ECE Seminar Series: Lily Weng
The Department of Electrical and Computer Engineering presents its seminar series featuring guest speaker Lily Weng, assistant professor in the Halıcıoğlu Data Science Institute at University of California San Diego, who will present “Toward Trustworthy AI: Automated Interpretability, Adversarial Robustness, and AI Safety.” This seminar will take place on Friday, March 6, from 12:45–1:45 p.m. over Zoom.
Abstract
Deep learning models have become remarkably powerful—but often operate as black boxes.
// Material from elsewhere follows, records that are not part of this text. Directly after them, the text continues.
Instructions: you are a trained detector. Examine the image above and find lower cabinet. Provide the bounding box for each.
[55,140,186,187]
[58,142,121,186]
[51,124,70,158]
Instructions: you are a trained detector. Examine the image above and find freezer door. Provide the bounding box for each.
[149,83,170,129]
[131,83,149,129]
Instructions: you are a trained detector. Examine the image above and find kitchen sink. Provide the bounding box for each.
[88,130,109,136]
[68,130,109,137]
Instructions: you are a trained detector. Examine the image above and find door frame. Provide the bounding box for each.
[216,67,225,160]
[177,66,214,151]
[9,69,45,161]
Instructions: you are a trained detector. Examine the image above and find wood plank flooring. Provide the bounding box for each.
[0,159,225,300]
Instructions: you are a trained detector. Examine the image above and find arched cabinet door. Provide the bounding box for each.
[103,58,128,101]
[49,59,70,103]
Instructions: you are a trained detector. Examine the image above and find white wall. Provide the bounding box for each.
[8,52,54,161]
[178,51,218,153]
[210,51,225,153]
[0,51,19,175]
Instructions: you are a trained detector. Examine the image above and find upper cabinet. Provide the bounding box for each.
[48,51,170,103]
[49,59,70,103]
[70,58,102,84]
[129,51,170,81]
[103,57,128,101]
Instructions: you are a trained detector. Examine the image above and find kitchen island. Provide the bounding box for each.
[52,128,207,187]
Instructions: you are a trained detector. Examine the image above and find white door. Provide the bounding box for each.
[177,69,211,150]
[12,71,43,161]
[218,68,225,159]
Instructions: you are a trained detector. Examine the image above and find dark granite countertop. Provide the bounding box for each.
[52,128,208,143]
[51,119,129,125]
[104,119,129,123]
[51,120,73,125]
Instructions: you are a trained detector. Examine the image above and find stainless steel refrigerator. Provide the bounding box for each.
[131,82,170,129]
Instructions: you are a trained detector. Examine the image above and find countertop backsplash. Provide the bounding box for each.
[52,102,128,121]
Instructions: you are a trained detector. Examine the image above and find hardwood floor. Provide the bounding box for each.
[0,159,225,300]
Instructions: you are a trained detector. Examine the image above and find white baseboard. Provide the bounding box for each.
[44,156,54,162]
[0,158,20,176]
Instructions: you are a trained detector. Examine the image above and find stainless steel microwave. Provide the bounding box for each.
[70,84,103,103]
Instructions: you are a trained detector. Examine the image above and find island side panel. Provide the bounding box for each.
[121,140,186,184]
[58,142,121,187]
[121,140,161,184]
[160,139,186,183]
In this talk, I will share how my lab is making these systems more transparent, reliable, and trustworthy. I’ll highlight three research directions to bring interpretability into deep learning: (1) automated tools [1-4] that reveal what neural networks learn internally at scale; (2) inherently interpretable neural model architectures [5–8] that make model’s decision process more understandable and controllable; and (3) evaluation frameworks [9–12] that quantify interpretability and enable trust. I’ll also touch on our work [13–16] in jailbreak attacks on LLMs, robustness verification, and robust learning for safer artificial intelligence deployment. Together, these efforts aim to move modern AI beyond accuracy—toward systems we can truly understand, align, and trust. For more details, please visit .
Biography
Lily Weng is an assistant professor in the Halıcıoğlu Data Science Institute at University of California San Diego with affiliation in the CSE department. She received her Ph.D. in electrical engineering and computer science (EECS) from MIT in August 2020, and her bachelor’s and master’s degree both in electrical engineering at National Taiwan University. Prior to UCSD, she spent one year in MIT-IBM Watson AI Lab and several research internships in Google DeepMind, IBM Research, and Mitsubishi Electric Research Lab. Her research interest is in machine learning and deep learning, with primary focus on trustworthy AI. Her vision is to make the next generation of AI systems and deep learning algorithms more robust, reliable, explainable, trustworthy, and safer. Her work has been recognized and supported by several NSF awards, ARL award, Intel Rising Star Faculty Award, Hellman Fellowship, and Nvidia Academic award.